San Andrés’s traffic-congested roads and gigantic duty frees have made Providence’s people more aware of the need to conserve their heritage.
“The hurricane made us all more reflective of what we had and some of us realised we wanted to plant a seed so that our culture keeps growing in the next generation,” says local guide Karen Livingston, who is wearing a traditional long pink dress with elaborate white frills.
Despite efforts to preserve the island’s heritage, change is coming regardless, due to growing connections with life outside the Caribbean.
Today parents are more likely to send their children to study in mainland Colombian cities than on Caribbean islands such as Grenada, and locals are increasingly reliant on imported food and products.
More islanders are marrying Colombian mainlanders, English is declining in favour of Spanish and attitudes are shifting.
“People used to share everything, changing their fish for yuca and sharing food with another.
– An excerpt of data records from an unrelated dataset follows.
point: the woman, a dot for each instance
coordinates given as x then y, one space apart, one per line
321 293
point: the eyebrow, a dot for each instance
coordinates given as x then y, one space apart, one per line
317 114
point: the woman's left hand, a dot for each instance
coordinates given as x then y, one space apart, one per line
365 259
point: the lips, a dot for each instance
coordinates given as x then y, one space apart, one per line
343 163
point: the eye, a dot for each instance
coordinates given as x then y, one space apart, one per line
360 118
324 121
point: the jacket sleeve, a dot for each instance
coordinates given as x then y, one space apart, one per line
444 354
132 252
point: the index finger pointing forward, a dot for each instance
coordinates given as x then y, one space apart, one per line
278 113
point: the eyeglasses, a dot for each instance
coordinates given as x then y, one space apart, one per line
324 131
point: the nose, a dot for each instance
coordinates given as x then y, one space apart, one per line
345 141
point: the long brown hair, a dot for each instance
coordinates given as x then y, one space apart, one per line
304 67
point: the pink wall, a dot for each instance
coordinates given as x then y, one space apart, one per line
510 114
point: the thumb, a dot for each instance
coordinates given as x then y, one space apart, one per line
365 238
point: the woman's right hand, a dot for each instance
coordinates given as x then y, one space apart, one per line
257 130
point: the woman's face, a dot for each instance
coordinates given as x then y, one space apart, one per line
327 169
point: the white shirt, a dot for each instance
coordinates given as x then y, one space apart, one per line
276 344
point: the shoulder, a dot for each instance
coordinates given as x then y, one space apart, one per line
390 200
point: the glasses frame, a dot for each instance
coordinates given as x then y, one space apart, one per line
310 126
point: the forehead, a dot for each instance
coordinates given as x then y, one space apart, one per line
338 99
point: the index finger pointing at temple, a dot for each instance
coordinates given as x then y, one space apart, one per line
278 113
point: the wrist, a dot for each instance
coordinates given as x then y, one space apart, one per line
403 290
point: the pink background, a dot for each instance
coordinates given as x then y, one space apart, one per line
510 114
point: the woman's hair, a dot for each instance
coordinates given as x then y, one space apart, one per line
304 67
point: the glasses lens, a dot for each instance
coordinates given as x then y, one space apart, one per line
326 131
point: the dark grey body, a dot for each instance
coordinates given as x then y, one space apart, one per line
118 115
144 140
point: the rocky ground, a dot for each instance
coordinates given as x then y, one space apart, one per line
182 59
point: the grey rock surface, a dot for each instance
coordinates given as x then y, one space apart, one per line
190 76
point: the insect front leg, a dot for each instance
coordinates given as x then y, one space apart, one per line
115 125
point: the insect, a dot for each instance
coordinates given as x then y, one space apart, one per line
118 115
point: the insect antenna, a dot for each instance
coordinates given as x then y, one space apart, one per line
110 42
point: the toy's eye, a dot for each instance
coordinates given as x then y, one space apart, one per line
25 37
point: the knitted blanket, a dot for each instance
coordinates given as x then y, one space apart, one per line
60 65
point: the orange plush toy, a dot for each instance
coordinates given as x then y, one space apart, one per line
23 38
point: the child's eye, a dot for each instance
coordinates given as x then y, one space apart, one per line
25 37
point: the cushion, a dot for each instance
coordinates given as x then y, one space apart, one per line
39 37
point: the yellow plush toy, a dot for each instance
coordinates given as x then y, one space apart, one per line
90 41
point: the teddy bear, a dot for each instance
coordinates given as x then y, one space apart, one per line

Now everyone just thinks for themselves”, says tour guide Bernardo.
The island’s traditional Caribbean architecture is also being lost. The Colombian government was quick to dispatch mainlanders to rebuild providence after Hurricane Iota but according to Josefina Huffington Archbold, president of Old Providence’s Civic Oversight, there was little consultation with locals.
Some new houses entirely abandoned the typical style with large porches and many were not constructed in wood.
Huffington says the Raizales must keep fighting to protect the identity of the island and keep tourism at sustainable levels.
Currently Providence is two flights away from Colombia and the island’s inaccessibility keeps visitor numbers down but every now and again there are murmurs of the possibility of direct flights.
“I keep telling people what my mother used to say,” Bernardo says. “You have to be like a grasshopper and think before you leap.”